Negli ultimi dodici anni Novara ha perso quasi un terzo delle sue attività commerciali.
Secondo una recente indagine realizzata da Confcommercio in collaborazione con il Centro Studi Guglielmo Tagliacarne, la città si colloca all’11° posto nella classifica nazionale delle realtà più colpite dalla desertificazione commerciale. Dal 2012 al 2024, l’Italia ha visto sparire 118mila negozi al dettaglio e oltre 23mila attività di commercio ambulante. Un trend preoccupante che non è solo sintomo di una crisi economica, ma riflette un mutamento profondo nel tessuto urbano e sociale delle città.

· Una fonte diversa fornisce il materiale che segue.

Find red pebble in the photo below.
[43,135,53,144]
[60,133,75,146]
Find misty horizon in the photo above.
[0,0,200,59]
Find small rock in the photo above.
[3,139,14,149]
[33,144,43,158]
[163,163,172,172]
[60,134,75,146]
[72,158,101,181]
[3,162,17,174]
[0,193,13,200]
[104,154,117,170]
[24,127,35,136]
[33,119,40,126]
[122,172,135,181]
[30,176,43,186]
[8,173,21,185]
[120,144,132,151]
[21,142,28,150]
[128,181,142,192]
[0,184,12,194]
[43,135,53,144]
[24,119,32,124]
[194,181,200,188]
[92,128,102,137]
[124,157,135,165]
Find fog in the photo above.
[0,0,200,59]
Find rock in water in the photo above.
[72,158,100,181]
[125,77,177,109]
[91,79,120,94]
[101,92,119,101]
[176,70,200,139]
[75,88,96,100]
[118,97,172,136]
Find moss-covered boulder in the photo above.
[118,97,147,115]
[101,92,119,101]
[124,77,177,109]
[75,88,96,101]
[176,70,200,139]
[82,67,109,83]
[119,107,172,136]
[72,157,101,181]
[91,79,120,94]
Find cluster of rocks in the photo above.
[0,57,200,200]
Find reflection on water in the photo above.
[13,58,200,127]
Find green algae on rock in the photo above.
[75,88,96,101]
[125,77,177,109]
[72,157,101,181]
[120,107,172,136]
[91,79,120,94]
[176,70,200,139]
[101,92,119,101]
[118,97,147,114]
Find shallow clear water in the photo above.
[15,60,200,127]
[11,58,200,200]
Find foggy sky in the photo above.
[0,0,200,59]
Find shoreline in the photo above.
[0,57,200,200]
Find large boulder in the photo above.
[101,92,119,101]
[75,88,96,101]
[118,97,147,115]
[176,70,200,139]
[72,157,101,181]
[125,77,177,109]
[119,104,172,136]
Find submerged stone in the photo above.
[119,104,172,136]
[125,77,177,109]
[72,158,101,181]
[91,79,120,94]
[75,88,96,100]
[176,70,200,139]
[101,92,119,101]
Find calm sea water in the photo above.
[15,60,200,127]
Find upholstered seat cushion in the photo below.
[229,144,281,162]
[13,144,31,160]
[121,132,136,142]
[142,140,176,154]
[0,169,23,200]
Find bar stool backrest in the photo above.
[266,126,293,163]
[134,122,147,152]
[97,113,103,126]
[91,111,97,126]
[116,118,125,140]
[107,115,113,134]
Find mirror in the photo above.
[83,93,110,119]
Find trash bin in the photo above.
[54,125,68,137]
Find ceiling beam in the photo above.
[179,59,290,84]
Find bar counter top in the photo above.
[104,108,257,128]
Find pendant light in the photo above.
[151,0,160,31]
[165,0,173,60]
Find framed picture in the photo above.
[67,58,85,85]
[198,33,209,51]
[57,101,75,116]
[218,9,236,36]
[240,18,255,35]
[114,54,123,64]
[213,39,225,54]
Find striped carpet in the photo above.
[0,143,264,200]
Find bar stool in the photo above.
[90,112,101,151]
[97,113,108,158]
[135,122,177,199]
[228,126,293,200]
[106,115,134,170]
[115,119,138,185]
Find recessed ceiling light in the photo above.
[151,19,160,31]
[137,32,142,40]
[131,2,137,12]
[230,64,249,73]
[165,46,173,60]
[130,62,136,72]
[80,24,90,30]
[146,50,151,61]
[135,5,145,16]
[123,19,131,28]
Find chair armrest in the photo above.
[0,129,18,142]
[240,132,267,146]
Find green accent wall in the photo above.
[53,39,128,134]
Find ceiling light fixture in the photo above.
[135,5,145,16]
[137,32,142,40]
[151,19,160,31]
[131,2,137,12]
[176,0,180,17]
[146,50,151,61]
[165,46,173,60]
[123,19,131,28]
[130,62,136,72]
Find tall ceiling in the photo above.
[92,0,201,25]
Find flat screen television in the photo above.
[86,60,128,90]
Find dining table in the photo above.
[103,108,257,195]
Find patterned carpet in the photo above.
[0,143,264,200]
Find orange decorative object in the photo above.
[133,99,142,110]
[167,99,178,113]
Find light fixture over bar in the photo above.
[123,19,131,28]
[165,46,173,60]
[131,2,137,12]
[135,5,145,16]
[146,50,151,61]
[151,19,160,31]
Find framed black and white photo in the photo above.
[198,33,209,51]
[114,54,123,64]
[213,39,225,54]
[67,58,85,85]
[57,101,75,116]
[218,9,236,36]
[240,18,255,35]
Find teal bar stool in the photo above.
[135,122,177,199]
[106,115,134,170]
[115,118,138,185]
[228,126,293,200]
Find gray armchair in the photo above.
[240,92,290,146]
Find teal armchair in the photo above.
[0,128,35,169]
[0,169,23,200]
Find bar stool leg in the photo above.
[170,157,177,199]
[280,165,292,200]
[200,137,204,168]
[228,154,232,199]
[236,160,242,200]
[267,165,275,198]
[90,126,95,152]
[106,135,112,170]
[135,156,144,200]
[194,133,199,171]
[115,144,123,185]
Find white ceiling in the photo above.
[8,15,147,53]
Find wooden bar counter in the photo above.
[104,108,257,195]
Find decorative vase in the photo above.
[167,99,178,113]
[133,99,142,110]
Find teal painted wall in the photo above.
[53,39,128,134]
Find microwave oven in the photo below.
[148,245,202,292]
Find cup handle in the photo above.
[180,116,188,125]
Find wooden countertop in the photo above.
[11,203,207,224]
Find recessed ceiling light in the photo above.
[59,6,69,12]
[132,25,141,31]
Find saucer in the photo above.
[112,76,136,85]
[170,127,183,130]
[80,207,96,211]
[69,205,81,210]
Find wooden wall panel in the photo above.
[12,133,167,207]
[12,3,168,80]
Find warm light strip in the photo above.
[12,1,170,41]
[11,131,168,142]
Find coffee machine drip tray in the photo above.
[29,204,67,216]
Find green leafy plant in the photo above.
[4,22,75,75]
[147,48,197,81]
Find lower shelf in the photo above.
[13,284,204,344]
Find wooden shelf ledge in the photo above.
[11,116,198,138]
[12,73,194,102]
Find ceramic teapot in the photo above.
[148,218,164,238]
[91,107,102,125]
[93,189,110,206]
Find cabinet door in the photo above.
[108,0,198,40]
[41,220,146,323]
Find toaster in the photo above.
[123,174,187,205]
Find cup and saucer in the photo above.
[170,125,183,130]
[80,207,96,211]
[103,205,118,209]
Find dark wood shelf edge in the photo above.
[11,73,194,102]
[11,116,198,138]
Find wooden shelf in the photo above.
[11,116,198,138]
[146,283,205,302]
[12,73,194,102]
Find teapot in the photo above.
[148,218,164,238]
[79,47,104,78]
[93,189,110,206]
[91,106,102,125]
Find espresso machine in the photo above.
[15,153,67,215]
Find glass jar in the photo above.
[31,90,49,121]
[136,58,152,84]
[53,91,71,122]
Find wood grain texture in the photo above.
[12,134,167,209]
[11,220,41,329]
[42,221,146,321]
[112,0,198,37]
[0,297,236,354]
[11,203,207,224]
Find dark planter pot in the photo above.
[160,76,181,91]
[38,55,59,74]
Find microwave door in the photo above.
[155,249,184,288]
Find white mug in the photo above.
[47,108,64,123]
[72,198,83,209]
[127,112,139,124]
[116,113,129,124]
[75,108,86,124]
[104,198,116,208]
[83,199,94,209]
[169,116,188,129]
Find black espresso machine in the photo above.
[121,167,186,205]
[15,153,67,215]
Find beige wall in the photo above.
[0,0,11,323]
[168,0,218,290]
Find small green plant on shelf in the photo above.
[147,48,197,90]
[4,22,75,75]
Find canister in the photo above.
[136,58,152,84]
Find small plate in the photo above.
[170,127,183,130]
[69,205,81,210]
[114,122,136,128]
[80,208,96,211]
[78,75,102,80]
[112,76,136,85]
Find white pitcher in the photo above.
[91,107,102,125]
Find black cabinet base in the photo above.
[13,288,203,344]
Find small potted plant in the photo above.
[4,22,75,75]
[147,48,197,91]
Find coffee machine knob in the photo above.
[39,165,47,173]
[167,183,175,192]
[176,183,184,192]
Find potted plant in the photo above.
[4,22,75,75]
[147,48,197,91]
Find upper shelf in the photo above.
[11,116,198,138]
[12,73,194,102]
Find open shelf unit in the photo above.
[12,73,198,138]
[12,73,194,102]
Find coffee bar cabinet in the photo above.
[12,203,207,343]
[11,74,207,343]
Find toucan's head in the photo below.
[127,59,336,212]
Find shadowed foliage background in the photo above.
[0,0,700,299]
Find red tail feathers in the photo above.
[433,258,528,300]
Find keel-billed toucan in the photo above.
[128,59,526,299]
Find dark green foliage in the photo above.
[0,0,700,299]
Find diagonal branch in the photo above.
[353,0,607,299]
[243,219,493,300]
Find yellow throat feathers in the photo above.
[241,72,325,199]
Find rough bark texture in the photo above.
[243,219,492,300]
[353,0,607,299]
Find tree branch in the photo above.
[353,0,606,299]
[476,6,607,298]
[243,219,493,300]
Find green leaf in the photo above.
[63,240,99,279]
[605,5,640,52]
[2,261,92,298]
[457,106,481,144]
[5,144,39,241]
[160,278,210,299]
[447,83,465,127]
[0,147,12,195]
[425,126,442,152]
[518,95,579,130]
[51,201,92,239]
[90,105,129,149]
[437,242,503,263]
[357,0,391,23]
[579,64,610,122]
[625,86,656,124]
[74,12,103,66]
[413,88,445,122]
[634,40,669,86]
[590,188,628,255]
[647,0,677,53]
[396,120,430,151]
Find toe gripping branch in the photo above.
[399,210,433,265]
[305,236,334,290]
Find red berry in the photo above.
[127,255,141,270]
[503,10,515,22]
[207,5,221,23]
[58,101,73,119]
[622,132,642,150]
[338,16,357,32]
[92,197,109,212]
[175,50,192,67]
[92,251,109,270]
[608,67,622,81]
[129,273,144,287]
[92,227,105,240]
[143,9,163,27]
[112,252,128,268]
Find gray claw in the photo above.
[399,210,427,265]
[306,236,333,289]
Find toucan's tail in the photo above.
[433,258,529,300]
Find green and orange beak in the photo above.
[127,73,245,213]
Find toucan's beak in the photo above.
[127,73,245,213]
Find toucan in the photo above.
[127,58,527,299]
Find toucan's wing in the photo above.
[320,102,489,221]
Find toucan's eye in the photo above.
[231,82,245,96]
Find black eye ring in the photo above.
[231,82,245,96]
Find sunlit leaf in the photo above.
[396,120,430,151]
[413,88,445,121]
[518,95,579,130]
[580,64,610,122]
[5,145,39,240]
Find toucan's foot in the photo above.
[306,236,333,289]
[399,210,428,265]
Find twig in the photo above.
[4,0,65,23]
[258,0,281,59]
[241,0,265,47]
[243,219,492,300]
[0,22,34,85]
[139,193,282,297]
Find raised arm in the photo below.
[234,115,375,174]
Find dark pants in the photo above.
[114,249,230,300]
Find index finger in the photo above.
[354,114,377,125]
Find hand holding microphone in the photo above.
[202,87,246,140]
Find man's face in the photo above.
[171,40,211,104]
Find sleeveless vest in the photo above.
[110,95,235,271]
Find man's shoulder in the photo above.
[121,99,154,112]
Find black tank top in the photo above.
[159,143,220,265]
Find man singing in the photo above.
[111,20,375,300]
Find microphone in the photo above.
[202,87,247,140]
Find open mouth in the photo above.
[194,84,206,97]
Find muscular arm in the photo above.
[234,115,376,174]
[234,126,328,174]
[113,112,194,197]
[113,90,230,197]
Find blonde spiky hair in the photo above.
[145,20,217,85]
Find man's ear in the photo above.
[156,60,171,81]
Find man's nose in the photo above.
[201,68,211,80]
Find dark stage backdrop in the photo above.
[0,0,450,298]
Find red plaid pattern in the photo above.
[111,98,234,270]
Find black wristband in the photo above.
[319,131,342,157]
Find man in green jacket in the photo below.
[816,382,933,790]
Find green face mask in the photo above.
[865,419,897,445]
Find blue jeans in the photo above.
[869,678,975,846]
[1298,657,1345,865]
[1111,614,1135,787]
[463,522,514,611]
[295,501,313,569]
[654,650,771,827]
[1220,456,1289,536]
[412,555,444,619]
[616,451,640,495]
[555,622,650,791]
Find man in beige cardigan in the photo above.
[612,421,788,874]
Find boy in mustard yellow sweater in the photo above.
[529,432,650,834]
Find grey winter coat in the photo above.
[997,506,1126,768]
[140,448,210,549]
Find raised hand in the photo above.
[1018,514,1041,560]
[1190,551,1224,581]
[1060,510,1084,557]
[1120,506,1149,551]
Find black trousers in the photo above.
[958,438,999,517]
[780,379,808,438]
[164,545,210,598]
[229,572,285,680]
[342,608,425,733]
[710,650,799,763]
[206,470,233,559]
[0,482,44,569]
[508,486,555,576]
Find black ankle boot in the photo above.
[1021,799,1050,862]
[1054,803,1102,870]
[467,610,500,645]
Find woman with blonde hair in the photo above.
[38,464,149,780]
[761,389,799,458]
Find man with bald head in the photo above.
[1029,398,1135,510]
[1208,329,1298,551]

A Novara, la flessione del 30% nelle attività al dettaglio è solo la punta dell’iceberg. Le cause sono molteplici. Da un lato, la crescita dell’e-commerce, che nel 2024 ha superato i 58,8 miliardi di euro di fatturato in Italia, ha progressivamente eroso la clientela dei negozi fisici. Dall’altro, pesa l’aumento dei canoni di locazione dei locali commerciali, che rende insostenibile l’avvio o il mantenimento di piccole attività. A questo si aggiunge una presenza capillare di grande distribuzione: sono 60 i supermercati attualmente presenti nel territorio novarese, con un’offerta spesso più competitiva rispetto ai negozi di vicinato.
Il Comune ha cercato di intervenire simbolicamente, posizionando vetrofanie decorative per mascherare le vetrine vuote dei negozi sfitti. Un’iniziativa che però ha fatto discutere: in molti la giudicano una soluzione di facciata, chiedendo invece politiche più strutturate e incentivi concreti per il commercio di prossimità. Anche il settore degli ambulanti è in difficoltà. Il mercato coperto di Novara è in costante contrazione, e nei mercati rionali restano spesso solo pochi banchi essenziali, a testimoniare un declino che sembra inarrestabile.
Al contrario, ci sono comparti che resistono e, in alcuni casi, crescono. È il caso della ristorazione – in particolare delle catene – dei barbieri (con un aumento significativo di attività da uomo gestite da imprenditori stranieri), e delle attività legate al benessere e al fitness: negli ultimi anni sono nati ben quattro centri fitness low cost aperti 24 ore su 24. I settori più colpiti restano l’abbigliamento, le calzature, le mercerie, le edicole e i piccoli negozi di quartiere, spesso impossibilitati a reggere la concorrenza dei colossi online o dei centri commerciali. Alcuni quartieri cittadini stanno vivendo una vera e propria desertificazione, non solo commerciale ma anche di servizi.